É necessário as pessoas aproximarem-se dos artistas, sem medo, e não sentirem que não podem entrar num mundo que, no final de contas, o artista cria para si e para o público. Muitas vezes, quando me encontro a desenhar na rua, várias pessoas observam o processo do desenho e todos os meus movimentos, como se fossem corvos. Para além de ficarem surpreendidos por um canhoto estar a desenvolver qualquer que seja a prática artística, soltam um “Isso é talento nato” ou um “Quem me dera saber desenhar, mas não tenho jeito nenhum”. Ainda vai mais longe quando proferem que têm filhos da minha idade, mas que não têm “jeitinho nenhum”.
O professor e arquiteto Matthew Brehm, num dos livros de ‘urban sketching’ que possuo, exige que esqueçam a noção de talento, já que toda a gente tem a capacidade para aprender a desenhar e melhorar as suas competências de representar aquilo que nos rodeia.
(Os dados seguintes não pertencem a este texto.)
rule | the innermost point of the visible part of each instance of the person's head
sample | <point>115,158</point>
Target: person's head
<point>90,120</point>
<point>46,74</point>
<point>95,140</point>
Acrescenta ainda que pessoas com talento são “pessoas que investiram tempo no desenvolvimento das respetivas competências”. Levo sempre na minha cabeça estas citações de Brehm e tento partilhar ao máximo esta ideia com os meus alunos nos workshops que realizo, ou simplesmente com pessoas com quem me deparo no dia a dia.
Efetivamente, sou um exemplo da ideia anterior e encorajo cada um a começar a desenhar, porque o importante é começar. No início do processo de desenvolvimento de uma técnica, o mais relevante é gostar desse processo, uma vez que, como digo a muitas pessoas, só comecei realmente a gostar dos meus desenhos na ilustração número 200. E não esperem que o primeiro desenho que façam seja do vosso agrado, tal como não esperem que, na primeira vez que conduzam um carro, não se vão enganar ao utilizar as mudanças, não deixando de conduzir por esse simples engano.
Não é suposto sentirem-se nervosos quando estão a desenhar, por exemplo, no vosso diário gráfico, mas, sim, ainda mais livres e despreocupados com o que estão a fazer. Experimentem diferentes técnicas, errem, escrevam observações. Nenhum dos vossos desenhos será avaliado, e não existem rabiscos melhores do que outros, apenas diferentes técnicas e forma de expressão.
De facto, o diário gráfico é, sem dúvida, um ótimo objeto para experimentarem novas técnicas e para se sentirem mais confortáveis ao errar. Desenhos mais pequenos e de rápida execução são mais eficazes no aperfeiçoamento de uma técnica do que desenhos de larga escala, que são menos frequentes e aumentam a probabilidade de desistirem a meio do processo.
O mais difícil é preencher a primeira página do ‘sketchbook’. Se sentirem alguma pressão interna em começar, sugiro que abordem o desenho-cego (olhar para o que estão a querer retratar e não para a folha), desenhos de uma só linha (sem nunca tirarem a caneta da folha durante o processo), ou outros pequenos e rápidos exercícios delineados por vocês. O desenho-cego funciona como um estilo libertador e que retira peso e responsabilidade ao resultado final. Torna mais importante o processo do desenho e a observação, fomentando a expressividade da linha no papel.
Na verdade, um traço expressivo pode muito bem não ser reto e ter algumas irregularidades. A expressividade concentra-se na confiança e na despreocupação que o artista coloca. Diria que o medo de errar é o maior obstáculo para quem se está a introduzir no mundo do desenho e que o diário gráfico pode ser a solução para desvanecer, gradualmente, esse receio. Em jeito de conclusão, todos têm a capacidade de evoluir no processo de desenhar, não havendo uma só técnica de expressão a poder ser utilizada. Pedro Loureiro, ‘urban sketcher‘ português, afirmou, numa entrevista, que “não há um caminho certo ou uma formação específica definida para se tornar um artista” e acrescentou que “a arte é uma jornada individual, na qual cada artista descobre e desenvolve seu próprio caminho e estilo único”, não existindo regras fixas ou limitações, permitindo que cada indivíduo explore a sua criatividade de maneira única e pessoal.